Por otro lado, en ocasiones observamos a niños que mienten por miedo. Este es el caso de los niños que no cuentan las notas que han sacado, que se callan si han roto algo o que esconden alguna nota negativa del profesor; en estos casos el chico teme o bien el rechazo del adulto por su falta, o un castigo. Es importante tener en cuenta que estos casos no sólo se dan en niños a los cuales se les suele exigir o castigar, sino que también puede darse para sorpresa de los padres, dentro de familias donde el castigo no es frecuente, y esto es debido a la propia autoexigencia del chaval. En estos casos es importante cambiar el castigo por el refuerzo positivo de las conductas que queremos favorecer e intentar no presionar mucho al niño.
La utilización de la mentira, en situaciones como las descritas puede mantenerse en el tiempo o aparecer de forma más tardía en la vida adulta. Cuando uno se hace mayor la mentira también responde a diferentes causas y según sean éstas, sus repercusiones pueden ser más o menos
graves।
Hay quien miente para conseguir sus objetivos sin importarle las consecuencias que la mentira pueda tener sobre otras personas. Esto mostraría rasgos de personalidad más de tipo psicopático que se rigen por el principio de “el fin justifica los medios” sin importarle los demás. Otros sin embargo, mienten por temor, para evitar el rechazo o una consecuencia negativa derivada de sus actuaciones. Lo que en un principio puede haber sido una solución ante un problema puede convertirse en un mecanismo de defensa que a corto plazo les libera de algún prejuicio, pero que a largo plazo no les ayuda a enfrentarse a sus temores haciéndoles cada vez más vulnerables.

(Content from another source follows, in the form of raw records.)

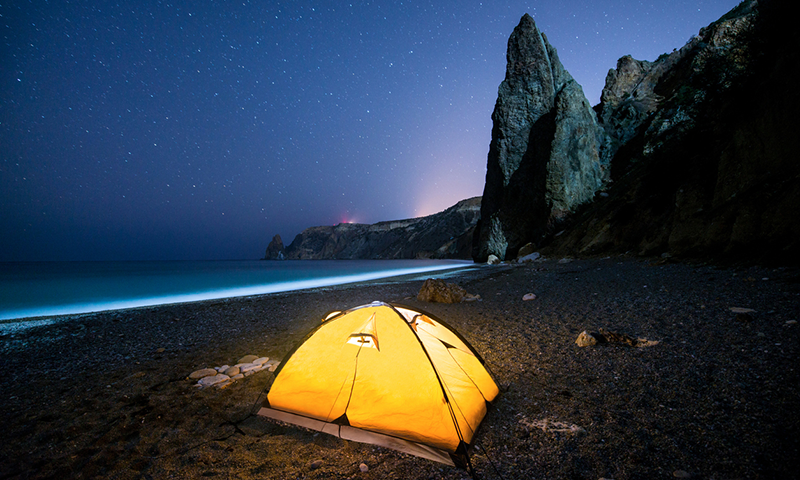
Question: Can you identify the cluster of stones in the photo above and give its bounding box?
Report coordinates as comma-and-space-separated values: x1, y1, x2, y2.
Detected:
189, 355, 280, 388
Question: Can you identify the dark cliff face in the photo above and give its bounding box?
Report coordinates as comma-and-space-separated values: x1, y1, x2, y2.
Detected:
473, 14, 605, 261
548, 1, 800, 263
272, 197, 481, 260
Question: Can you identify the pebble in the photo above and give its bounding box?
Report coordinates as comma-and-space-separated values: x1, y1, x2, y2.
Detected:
197, 373, 231, 387
575, 330, 597, 347
189, 355, 281, 388
239, 363, 261, 373
189, 368, 217, 380
730, 307, 756, 313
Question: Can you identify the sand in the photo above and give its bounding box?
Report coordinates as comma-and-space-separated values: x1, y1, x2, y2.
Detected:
0, 257, 800, 480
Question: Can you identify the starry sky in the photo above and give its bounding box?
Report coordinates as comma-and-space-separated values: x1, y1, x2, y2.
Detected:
0, 0, 738, 261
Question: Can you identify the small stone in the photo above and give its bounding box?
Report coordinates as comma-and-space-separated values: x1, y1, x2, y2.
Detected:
197, 373, 231, 387
575, 330, 597, 347
239, 363, 261, 373
189, 368, 217, 380
731, 307, 756, 313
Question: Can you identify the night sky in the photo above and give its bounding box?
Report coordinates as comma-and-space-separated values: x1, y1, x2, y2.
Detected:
0, 0, 738, 261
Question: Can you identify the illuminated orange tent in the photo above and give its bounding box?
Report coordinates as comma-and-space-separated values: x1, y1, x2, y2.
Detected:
258, 302, 499, 467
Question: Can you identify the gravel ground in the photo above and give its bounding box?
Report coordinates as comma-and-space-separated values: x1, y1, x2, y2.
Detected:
0, 257, 800, 480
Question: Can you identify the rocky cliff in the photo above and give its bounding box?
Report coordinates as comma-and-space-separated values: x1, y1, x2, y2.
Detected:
549, 0, 800, 263
273, 197, 481, 260
473, 14, 606, 261
474, 0, 800, 262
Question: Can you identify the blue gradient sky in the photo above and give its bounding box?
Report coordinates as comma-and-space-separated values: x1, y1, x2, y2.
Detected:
0, 0, 738, 261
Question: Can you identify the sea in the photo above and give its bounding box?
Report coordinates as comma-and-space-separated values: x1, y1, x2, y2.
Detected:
0, 260, 476, 333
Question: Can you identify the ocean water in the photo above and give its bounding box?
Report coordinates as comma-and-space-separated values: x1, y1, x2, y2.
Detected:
0, 260, 474, 331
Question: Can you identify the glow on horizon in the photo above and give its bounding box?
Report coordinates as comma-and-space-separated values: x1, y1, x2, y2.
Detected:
0, 260, 474, 332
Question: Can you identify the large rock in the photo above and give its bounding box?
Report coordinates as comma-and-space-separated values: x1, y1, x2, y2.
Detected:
264, 235, 286, 260
286, 197, 481, 260
544, 0, 800, 264
473, 14, 606, 262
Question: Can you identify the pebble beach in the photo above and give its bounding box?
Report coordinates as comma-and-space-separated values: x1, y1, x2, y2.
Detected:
0, 257, 800, 480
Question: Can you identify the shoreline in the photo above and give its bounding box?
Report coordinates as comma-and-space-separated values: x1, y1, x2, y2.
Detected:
0, 262, 485, 336
0, 257, 800, 480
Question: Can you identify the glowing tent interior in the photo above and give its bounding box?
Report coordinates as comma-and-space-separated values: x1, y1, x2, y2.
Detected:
258, 302, 499, 467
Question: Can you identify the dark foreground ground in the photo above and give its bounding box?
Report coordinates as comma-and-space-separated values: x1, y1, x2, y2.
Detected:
0, 258, 800, 480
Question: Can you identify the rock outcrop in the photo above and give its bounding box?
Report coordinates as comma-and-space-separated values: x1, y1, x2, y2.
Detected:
272, 197, 481, 260
548, 0, 800, 263
473, 14, 606, 262
264, 235, 286, 260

Por último, encontramos los casos en los que se miente para ser más valorados, admirados y conseguir así la aprobación de los demás. Aquí podríamos encontrarnos todos en alguna ocasión, cuando exageramos un poco algún logro. Por ejemplo, cuando no contamos alguna anécdota negativa para no romper una imagen positiva, o cuando no expresamos nuestra verdadera opinión sobre algún tema para no generar conflicto. Esta práctica tan habitual y que normalmente no conlleva serias consecuencias puede sin embargo convertirse en una “afición” peligrosa. Tal sería el caso de las personas que continuamente mienten para disimular y para conseguir la aceptación social llegando incluso a vivir una vida que no es la suya y teniendo finalmente que representar un papel a todas horas para mantener una “maraña” de mentiras. Con esto sólo se consigue aumentar la tensión, y que el temor a ser descubiertos y rechazados cada vez sea mayor.